The white printed layer can be composed of, for example, white ink containing a white pigment and a binder. Examples of white pigments include titanium oxide, zinc white, calcium carbonate, and kaolin. Titanium oxide is particularly preferred. Titanium oxide includes rutile type, anatase type, brookite type and the like, and rutile type is particularly preferable. A preferable thickness of the white printed layer is, for example, 0.1 to 10 μm. The lower limit of the thickness is preferably 0.5 μm or more, more preferably 2.0 μm or more, and most preferably 3.0 μm or more. The upper limit of the thickness is preferably 8 μm or less, more preferably 5 μm or less. A polyurethane resin, an acrylic resin, or the like can be used as the binder. The average particle diameter of the white pigment such as titanium oxide may be 0.3 μm or less or may exceed 0.3 μm, and specific examples include 1 μm or less or 0.1 to 0.3 μm.

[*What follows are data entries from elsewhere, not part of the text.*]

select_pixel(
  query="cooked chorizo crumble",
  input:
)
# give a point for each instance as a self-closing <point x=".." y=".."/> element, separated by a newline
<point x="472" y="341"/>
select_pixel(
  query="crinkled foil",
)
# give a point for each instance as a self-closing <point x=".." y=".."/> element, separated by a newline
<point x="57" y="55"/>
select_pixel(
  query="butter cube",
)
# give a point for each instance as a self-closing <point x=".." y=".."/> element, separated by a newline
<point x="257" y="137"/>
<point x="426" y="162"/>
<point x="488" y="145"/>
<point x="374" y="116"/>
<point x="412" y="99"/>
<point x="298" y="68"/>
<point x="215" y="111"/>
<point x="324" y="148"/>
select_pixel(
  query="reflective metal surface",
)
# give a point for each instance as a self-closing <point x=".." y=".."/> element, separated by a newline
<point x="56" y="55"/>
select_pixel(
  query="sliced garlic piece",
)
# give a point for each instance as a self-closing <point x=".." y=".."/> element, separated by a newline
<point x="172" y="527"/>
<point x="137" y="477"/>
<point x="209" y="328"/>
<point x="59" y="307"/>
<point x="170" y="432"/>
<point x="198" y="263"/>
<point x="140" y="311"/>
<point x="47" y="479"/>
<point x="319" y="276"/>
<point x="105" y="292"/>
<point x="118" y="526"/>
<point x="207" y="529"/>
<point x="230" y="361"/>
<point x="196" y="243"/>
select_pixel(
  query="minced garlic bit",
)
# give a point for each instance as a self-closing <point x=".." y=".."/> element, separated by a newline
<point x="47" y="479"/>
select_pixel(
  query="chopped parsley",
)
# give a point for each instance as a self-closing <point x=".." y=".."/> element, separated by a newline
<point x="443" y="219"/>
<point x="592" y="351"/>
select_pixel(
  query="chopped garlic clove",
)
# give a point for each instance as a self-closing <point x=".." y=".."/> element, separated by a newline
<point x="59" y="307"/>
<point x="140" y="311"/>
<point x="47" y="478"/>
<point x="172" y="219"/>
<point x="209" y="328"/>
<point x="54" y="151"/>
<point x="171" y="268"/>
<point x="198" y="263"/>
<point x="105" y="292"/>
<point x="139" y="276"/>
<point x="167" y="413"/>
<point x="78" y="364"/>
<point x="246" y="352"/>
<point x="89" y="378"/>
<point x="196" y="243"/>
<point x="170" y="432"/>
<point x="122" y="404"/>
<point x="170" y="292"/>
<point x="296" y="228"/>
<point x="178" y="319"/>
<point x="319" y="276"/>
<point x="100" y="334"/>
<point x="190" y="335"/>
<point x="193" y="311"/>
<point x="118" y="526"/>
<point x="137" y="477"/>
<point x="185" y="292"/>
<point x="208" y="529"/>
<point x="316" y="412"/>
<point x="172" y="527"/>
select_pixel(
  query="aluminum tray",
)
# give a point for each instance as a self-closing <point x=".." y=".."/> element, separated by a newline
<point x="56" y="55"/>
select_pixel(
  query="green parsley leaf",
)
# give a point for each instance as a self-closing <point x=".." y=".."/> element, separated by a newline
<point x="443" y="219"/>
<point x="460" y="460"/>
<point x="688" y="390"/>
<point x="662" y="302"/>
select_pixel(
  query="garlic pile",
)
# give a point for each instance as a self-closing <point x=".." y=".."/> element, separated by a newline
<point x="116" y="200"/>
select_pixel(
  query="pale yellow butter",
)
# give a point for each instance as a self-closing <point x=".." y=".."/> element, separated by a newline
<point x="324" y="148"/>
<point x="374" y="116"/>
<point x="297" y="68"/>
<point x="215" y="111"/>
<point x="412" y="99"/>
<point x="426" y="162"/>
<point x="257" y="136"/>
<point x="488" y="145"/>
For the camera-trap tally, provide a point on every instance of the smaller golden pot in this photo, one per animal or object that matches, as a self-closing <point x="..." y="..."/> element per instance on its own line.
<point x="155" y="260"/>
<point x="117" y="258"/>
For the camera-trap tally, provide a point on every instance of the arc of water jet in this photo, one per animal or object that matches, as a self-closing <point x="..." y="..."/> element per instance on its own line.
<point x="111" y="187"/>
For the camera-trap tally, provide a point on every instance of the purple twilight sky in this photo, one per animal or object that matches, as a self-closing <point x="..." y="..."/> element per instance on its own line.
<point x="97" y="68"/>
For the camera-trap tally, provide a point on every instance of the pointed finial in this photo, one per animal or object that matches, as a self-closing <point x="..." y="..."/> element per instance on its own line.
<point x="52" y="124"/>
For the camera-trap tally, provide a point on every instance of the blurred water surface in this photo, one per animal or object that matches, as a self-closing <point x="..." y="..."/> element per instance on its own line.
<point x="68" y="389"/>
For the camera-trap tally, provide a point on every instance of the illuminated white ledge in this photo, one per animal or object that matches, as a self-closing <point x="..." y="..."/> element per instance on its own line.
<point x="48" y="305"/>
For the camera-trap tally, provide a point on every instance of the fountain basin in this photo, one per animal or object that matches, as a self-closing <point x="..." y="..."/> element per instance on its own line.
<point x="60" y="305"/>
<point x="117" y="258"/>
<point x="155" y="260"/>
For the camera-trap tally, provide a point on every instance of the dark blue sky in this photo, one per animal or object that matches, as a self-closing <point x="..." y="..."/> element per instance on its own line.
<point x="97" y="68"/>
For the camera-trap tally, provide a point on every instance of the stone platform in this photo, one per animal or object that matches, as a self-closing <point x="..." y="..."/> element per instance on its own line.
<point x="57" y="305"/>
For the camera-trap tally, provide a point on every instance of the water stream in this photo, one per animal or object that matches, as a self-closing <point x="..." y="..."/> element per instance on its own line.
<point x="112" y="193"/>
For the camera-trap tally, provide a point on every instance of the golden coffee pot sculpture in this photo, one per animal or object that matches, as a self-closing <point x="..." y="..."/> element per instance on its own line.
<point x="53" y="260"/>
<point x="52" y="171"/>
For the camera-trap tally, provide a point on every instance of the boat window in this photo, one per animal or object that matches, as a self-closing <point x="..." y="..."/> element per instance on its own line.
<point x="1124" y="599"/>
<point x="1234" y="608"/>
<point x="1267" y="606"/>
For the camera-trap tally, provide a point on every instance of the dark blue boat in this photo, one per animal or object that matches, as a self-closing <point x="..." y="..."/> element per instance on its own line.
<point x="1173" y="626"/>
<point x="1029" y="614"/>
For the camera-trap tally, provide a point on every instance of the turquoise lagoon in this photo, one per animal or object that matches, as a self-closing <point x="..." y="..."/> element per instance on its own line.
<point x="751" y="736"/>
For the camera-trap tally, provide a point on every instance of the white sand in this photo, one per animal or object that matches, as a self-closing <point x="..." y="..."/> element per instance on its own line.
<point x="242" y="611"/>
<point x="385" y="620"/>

The visible light transmittance of the white printed layer is preferably, for example, 60% or less, more preferably 50% or less, in the entire visible light wavelength range (wavelength: 380 to 750 nm). This can improve the storage stability of the contents. A multi-layered structure (two-layered structure) having two or more white printed layers lowers the visible light transmittance and increases the whiteness compared to a single-layered structure. For example, when characters, graphics, images, patterns, etc. are displayed in color, the contrast with the background is increased, making the display easier to see.

The gray printed layer can be composed of gray ink containing a white pigment such as particulate titanium oxide, a black pigment such as particulate carbon black, and a binder. The thickness of the gray printed layer is, for example, 0.1 to 10 μm, preferably 0.5 to 5 μm. The average particle size of titanium oxide contained in gray ink is preferably 0.1 to 0.3 μm, more preferably 0.1 to 0.14 μm. By setting the average particle diameter of titanium oxide to 0.1 μm or more, the visible light transmittance of the gray printed layer can be lowered. By setting the average particle size of the titanium oxide to 0.3 μm or less, it is possible to make the laminated sheet 10 provided with the gray printed layer less likely to change in appearance.

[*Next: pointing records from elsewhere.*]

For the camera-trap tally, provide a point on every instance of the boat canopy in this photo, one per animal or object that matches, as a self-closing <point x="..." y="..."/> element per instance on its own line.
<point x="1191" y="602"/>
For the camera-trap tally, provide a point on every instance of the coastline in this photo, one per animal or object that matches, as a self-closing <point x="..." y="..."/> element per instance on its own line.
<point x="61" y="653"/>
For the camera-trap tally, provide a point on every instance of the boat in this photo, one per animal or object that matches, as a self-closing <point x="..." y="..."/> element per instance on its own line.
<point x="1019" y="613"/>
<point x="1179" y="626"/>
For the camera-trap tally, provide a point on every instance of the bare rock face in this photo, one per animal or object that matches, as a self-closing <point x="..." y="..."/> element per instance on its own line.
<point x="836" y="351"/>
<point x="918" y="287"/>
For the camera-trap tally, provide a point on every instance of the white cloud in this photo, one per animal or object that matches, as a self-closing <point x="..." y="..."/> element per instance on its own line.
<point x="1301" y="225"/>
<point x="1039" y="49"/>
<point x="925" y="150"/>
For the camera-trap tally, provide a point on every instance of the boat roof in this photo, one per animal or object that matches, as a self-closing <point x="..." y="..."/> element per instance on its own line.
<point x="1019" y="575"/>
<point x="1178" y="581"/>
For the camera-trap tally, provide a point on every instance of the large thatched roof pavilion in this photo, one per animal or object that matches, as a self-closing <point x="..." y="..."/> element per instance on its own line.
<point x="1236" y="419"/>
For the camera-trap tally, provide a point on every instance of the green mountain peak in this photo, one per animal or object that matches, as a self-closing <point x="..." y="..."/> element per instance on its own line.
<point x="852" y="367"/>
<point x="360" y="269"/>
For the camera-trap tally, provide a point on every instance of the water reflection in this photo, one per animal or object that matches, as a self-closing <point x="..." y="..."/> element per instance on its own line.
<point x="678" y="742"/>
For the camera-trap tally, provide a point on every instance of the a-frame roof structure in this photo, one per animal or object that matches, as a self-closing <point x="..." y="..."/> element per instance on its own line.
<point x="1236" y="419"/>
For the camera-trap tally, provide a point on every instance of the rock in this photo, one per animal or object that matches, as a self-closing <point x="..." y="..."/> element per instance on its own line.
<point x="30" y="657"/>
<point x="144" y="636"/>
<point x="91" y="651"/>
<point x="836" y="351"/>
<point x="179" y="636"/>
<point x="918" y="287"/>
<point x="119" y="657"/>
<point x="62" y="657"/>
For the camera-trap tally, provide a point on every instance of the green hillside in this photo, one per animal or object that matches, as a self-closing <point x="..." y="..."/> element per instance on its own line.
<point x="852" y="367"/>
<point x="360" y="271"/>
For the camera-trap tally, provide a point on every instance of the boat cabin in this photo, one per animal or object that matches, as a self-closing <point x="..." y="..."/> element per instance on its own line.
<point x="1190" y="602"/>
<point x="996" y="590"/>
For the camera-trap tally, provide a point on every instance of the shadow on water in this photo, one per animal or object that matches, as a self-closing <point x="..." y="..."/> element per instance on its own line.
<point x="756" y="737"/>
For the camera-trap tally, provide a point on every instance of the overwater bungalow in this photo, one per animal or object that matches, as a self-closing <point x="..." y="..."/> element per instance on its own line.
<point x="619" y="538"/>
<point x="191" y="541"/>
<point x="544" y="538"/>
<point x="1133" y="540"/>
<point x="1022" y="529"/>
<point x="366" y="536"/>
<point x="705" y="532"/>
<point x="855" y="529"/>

The black printed layer can be composed of black ink containing a black pigment such as particulate carbon black and a binder. The thickness of the black printed layer is, for example, 0.1 to 10 μm, preferably 0.5 to 5 μm. The printed layer 13 preferably includes a black printed layer having a Munsell value saturation of 0 or more and less than 1.0 and a brightness of 0 or more and less than 1.0. Thereby, the printed layer 13 having excellent light shielding properties can be formed. The saturation of the black printed layer is more preferably 0.9 or less, such as 0.7 or less, and the brightness of the black printed layer is more preferably 0.9 or less, such as 0.7 or less. The black printed layer preferably contains 1 to 50% by mass of a black pigment such as carbon black, and specific examples include 1 to 15% by mass.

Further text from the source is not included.